Getting started

Purpose

Have you subscribed to VigiBase Extract Case Level, WHODrug and MedDRA?

Congratulations! You’ve made it half way to explore VigiBase.

Now, you need to process those large text/ascii files into R readable files. This is the purpose of this vignette.

Overview

The tb_* functions (Table Builders) will help you through the process.

`tb_*` function	Usage
`tb_vigibase`	Main tables (demo, drugs, adverse drug reactions), and subsidiary tables
`tb_who`	WHODrug tables
`tb_meddra`	MedDRA tables

Deploy tables

Folder and files

First, UNZIP the files you received from UMC (beware that you also need to unzip sub-folders, inside the main zip file).

That will give you a folder structure like this:

/vigibase_month_year (replace with your version)
…/main
…/who
…/sub

Gather your meddra files into a single folder, ideally close to the vigibase_month_year one.

/meddra_vx (replace vx)

Although the names of the subfolders can be longer (e.g. “main_sep_1_24”), we strongly suggest you shorten them to main, who, sub for Vigibase, and meddra_vx for MedDRA.

Short names will make your code easier to read and maintain.

Table builders (`tb_*` functions)

Provide a path to these files on your computer.

We usually create path_* objects in R, then use them in functions.

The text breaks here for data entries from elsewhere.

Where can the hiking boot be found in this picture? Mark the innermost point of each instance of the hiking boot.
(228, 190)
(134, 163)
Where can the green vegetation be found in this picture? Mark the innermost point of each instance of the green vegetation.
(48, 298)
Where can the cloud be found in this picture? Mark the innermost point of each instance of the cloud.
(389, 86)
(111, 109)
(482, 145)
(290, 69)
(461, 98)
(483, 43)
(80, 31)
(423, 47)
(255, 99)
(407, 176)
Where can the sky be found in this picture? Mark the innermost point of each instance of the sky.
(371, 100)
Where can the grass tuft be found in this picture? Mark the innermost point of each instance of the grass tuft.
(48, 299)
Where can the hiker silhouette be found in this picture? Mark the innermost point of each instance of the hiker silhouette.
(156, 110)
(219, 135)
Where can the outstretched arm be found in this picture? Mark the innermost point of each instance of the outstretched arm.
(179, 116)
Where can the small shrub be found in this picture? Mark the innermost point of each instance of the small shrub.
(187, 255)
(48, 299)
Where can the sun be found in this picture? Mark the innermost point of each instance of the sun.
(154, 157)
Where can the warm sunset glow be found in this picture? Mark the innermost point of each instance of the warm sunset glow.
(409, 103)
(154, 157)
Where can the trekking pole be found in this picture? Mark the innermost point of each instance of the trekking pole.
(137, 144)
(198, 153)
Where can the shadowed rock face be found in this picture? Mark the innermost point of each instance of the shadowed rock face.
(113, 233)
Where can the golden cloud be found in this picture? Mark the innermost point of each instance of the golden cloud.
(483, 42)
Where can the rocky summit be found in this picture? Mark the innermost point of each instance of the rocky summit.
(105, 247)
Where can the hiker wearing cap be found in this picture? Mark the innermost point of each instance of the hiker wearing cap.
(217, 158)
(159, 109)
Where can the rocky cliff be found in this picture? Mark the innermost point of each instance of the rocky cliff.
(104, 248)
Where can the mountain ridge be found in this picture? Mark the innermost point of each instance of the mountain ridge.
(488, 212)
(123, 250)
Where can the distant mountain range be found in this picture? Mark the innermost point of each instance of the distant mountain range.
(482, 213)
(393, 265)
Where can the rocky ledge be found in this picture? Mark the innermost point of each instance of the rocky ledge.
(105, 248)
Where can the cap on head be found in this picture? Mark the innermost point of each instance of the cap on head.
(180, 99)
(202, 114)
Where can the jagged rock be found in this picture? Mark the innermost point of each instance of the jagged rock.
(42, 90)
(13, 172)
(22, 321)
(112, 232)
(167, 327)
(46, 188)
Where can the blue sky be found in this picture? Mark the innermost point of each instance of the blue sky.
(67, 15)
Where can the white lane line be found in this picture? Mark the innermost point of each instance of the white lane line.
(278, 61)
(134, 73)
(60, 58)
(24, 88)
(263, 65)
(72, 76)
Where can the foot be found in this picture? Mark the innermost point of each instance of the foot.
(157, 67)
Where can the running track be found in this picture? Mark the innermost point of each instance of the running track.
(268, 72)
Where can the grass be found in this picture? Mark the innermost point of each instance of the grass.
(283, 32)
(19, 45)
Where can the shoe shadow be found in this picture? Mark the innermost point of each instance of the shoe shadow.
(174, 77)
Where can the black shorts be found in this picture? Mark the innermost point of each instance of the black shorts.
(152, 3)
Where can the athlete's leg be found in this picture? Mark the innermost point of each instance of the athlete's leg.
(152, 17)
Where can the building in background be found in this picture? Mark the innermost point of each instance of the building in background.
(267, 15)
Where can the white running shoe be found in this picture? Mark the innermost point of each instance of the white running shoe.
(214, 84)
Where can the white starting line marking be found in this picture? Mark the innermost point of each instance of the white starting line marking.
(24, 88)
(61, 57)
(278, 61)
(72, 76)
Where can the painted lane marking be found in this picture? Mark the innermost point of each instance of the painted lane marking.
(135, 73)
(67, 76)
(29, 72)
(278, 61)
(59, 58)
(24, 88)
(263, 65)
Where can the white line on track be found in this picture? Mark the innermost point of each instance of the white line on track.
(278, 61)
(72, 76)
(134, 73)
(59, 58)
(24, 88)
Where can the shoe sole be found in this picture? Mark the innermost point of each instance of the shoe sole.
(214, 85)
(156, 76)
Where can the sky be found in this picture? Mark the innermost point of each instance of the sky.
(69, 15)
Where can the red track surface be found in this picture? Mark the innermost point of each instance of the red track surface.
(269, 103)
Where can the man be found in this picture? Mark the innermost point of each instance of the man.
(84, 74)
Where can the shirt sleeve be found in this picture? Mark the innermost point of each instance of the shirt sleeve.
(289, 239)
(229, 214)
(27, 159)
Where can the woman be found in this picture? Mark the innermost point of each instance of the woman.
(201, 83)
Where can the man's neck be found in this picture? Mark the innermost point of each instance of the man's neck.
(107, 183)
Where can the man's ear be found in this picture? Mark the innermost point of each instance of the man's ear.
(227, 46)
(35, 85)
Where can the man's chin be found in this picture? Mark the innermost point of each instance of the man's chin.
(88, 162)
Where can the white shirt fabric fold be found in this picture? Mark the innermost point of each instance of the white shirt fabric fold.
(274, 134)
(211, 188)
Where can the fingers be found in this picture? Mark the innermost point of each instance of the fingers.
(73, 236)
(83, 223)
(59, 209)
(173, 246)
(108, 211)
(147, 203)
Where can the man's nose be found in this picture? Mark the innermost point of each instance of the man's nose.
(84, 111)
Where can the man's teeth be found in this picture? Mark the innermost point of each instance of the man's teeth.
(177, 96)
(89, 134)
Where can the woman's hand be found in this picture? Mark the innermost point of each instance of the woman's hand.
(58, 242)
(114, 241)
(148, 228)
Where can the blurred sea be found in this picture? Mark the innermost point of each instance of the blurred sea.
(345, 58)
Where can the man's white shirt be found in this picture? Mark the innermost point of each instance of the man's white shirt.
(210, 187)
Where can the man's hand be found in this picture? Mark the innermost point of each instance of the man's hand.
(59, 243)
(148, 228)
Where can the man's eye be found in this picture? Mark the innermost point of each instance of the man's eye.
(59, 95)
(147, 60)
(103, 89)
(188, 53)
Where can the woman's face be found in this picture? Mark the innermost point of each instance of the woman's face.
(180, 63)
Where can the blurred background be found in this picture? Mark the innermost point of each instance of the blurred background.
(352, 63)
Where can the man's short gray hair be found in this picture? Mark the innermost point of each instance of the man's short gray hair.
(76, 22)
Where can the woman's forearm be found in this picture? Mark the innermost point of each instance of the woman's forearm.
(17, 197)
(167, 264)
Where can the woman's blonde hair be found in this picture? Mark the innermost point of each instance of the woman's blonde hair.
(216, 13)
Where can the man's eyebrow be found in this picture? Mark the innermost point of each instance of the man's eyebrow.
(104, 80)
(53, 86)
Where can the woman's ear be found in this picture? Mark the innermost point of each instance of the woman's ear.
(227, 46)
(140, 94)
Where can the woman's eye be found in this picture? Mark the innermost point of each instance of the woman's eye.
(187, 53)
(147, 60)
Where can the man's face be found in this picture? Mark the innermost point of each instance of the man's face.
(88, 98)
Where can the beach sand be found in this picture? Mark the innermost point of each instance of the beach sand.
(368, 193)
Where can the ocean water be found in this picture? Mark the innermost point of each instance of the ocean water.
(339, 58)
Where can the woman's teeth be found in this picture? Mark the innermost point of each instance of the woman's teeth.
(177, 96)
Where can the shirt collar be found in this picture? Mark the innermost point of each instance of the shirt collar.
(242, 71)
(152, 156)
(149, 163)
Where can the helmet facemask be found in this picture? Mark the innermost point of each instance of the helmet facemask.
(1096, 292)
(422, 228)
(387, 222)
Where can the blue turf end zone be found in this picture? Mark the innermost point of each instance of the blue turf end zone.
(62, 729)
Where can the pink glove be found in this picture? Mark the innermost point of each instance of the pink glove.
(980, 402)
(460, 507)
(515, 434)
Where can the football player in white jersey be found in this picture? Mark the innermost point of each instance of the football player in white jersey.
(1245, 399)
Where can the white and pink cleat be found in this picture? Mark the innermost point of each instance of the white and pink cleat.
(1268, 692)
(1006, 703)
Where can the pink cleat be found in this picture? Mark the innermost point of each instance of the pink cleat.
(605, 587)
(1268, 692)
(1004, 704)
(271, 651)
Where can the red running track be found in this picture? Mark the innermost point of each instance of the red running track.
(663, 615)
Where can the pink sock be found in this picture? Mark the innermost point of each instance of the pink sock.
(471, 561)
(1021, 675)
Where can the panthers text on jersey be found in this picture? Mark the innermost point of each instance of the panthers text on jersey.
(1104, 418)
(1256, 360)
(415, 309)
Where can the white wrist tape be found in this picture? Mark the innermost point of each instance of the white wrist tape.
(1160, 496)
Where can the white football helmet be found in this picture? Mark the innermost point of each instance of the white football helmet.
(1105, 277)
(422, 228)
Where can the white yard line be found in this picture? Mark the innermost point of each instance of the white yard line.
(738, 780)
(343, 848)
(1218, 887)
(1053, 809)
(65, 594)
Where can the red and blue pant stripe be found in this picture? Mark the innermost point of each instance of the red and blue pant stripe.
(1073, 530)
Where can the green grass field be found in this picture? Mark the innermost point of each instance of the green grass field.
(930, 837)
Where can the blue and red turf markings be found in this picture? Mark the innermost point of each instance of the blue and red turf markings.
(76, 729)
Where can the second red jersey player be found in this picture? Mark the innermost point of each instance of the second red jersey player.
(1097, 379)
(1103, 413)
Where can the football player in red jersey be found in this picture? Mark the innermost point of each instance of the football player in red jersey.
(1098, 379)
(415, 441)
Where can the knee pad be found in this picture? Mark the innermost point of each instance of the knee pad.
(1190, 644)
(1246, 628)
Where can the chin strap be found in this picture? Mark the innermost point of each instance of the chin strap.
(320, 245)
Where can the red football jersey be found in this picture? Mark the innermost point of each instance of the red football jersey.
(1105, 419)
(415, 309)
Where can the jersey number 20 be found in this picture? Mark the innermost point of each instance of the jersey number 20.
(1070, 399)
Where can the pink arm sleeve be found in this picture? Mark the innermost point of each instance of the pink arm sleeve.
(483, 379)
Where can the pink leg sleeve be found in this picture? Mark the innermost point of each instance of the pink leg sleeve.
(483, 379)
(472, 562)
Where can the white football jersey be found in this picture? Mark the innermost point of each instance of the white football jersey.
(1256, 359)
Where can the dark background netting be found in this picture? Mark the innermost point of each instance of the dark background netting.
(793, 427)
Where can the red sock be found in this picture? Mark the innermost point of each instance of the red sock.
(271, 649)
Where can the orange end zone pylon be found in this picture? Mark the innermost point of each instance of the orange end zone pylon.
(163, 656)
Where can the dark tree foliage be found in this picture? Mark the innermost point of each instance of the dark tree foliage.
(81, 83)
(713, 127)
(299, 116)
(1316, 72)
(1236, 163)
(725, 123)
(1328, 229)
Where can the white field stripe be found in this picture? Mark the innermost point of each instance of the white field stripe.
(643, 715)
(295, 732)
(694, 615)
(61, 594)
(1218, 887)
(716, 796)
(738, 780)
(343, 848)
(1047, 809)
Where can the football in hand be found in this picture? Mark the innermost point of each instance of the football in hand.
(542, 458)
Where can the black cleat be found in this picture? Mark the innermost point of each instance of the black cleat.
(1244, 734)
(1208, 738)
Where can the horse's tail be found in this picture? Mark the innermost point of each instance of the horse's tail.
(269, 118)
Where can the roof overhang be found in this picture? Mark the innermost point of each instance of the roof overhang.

This is optional, you can also pass path directly to tb_* functions.

library(vigicaen)

# change for the correct paths on your computer
path_base   <- "../vigibase_ecl/main" 
path_sub    <- "../vigibase_ecl/sub"
path_who    <- "../vigibase_ecl/who"
path_meddra <- "../meddra"

tb_vigibase(
  path_base = path_base, 
  path_sub  = path_sub
  )

tb_who(
  path_who  = path_who
  )

tb_meddra(
  path_meddra = path_meddra
  )

Deploying table have to be done ONCE per database version.

New parquet files will be created in the same directories as provided to path_*.

The suspectedduplicates table is delivered with subsidiary files, but the tb_vigibase() function will output it in the main directory, under a slightly modified name.

Outputs

The tb_* functions create parquet files. Parquet is an open-source format, supported by Arrow.

Not all tables from each source are created during the process.

Main: All tables + subsidiary tables (from sub): demo, drug, adr, link, ind, srce, out, followup, suspdup, AgeGroup, Dechallenge, Dechallenge2, Frequency, Gender, Notifier, Outcome, Rechallenge, Rechallenge2, Region, RepBasis, ReportType, RouteOfAdm, Seriousness, and SizeUnit.

Note: By default, the tb_vigibase() function removes cases identified as suspected duplicates (present in the file SUSPECTEDDUPLICATES.txt). You can disable this behavior with the argument rm_suspdup = FALSE if you wish to keep them in the main tables.

WHODrug: All tables: mp, thg, pp, ing, srce, org, ccode, atc, sun, pf, str, prg, prt, unitx. Again, check correspondence in the delivered files from UMC.
Meddra: meddra_hierarchy, smq_list, and smq_content.

mp is modified in comparison to the original file, drug names were lowered case and trimed, to be more handy. A few columns have also been removed.

Loading tables into R

You can use the arrow package built-in readers to load the tables, or the dt_parquet() function from this package, which is a shorthand for data.table::as.data.table(read_parquet()).


demo   <- dt_parquet(path_main, "demo")
drug   <- dt_parquet(path_main, "drug")
adr    <- dt_parquet(path_main, "adr")
link   <- dt_parquet(path_main, "link")
# etc.

mp     <- dt_parquet(path_who, "mp")

meddra <- dt_parquet(path_meddra, "meddra_hierarchy")

Parquet files will be loaded IN memory, by default. To change this behavior, remember to set in_memory = FALSE. Be careful that the output format will be different.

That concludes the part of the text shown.